Search code examples
stanford-nlpsentiment-analysis

Sentiment Analysis in Spanish with Stanford coreNLP


I'm new here and wanted to know if anyone can help me with the following question.

I'm doing sentiment analysis of text in Spanish and using Stanford CoreNLP but I can not get a positive result.

That is, if I analyze any English text analyzes it perfect to put it in Spanish but the result is always negative

I've been looking how to configure the parser in Spanish, tokenize and everything I found was useless for sentiment analysis.

Someone can tell me if the only thing that works is the tokenize and sentiment does not in Spanish?

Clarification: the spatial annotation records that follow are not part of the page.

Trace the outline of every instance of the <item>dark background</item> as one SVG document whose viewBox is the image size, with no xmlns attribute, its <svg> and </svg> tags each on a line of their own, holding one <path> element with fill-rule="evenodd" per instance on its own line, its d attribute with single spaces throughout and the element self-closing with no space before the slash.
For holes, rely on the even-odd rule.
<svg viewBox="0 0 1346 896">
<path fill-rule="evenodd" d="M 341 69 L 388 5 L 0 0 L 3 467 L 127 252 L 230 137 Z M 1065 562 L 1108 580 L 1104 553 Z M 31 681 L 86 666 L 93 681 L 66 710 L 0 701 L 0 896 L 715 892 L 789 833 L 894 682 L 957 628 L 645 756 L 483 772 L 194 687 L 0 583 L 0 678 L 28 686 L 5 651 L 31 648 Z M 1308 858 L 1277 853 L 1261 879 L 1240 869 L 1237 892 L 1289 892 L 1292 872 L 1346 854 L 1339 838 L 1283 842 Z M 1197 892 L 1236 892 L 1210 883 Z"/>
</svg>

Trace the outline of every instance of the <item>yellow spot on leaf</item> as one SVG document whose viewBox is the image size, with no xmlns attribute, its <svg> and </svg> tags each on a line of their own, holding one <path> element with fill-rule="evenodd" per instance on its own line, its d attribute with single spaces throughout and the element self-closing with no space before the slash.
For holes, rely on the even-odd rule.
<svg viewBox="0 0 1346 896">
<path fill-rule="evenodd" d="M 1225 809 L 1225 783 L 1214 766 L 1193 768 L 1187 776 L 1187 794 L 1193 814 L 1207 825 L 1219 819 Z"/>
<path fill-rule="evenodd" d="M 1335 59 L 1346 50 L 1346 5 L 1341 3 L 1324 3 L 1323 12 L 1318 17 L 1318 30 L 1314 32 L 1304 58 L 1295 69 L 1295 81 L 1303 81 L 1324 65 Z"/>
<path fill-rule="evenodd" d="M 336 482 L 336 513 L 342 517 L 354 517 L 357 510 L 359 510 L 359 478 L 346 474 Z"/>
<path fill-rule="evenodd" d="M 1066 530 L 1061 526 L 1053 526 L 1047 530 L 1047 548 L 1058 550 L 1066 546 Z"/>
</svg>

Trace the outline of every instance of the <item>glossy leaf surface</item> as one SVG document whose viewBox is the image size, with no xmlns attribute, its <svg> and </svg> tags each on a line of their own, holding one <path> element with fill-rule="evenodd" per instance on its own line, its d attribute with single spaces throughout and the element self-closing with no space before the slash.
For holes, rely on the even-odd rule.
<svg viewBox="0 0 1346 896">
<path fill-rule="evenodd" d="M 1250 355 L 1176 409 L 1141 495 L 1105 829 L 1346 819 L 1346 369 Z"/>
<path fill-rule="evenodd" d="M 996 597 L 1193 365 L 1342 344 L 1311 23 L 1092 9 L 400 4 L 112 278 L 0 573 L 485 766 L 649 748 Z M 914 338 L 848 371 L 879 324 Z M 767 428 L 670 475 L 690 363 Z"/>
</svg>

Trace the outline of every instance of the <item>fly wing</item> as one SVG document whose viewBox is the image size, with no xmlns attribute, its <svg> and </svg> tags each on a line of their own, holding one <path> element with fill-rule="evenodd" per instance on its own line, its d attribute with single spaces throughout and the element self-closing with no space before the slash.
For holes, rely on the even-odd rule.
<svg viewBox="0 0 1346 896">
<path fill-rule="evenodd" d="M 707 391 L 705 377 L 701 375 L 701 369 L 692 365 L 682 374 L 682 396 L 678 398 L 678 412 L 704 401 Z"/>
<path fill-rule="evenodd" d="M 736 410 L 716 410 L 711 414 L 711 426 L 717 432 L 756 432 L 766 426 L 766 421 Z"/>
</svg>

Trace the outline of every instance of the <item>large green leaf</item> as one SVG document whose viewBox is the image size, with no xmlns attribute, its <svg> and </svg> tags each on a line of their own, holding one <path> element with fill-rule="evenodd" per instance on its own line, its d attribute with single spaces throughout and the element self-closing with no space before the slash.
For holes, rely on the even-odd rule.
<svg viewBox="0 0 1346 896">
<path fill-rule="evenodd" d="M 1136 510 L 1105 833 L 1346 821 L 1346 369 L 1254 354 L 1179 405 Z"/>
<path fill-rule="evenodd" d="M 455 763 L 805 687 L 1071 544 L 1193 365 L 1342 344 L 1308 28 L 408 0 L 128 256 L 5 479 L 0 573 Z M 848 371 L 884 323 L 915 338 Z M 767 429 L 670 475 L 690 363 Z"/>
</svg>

This is my properties file so that I managed to find:

annotators = tokenize, ssplit, pos, ner, parse, sentiment

tokenize.language = en

pos.model = edu / stanford / nlp / models / pos-tagger / english / spanish-distsim.tagger

ner.model = edu / stanford / nlp / models / ner / spanish.ancora.distsim.s512.crf.ser.gz ner.applyNumericClassifiers = false ner.useSUTime = false

parse.model = edu / stanford / nlp / models / lexparser / spanishPCFG.ser.gz

The code to perform sentiment analysis is typical that you can find in any tutorial

Thank you very much!!


Solution

  • Unfortunately there is no Stanford sentiment model available for Spanish. At the moment all the Spanish words are likely being treated as generic "unknown words" by the sentiment analysis algorithm, which is why you're seeing consistently bad performance.

    You can certainly train your own model (documented elsewhere on the Internet, I believe..), but you'll need to have Spanish training data to accomplish this.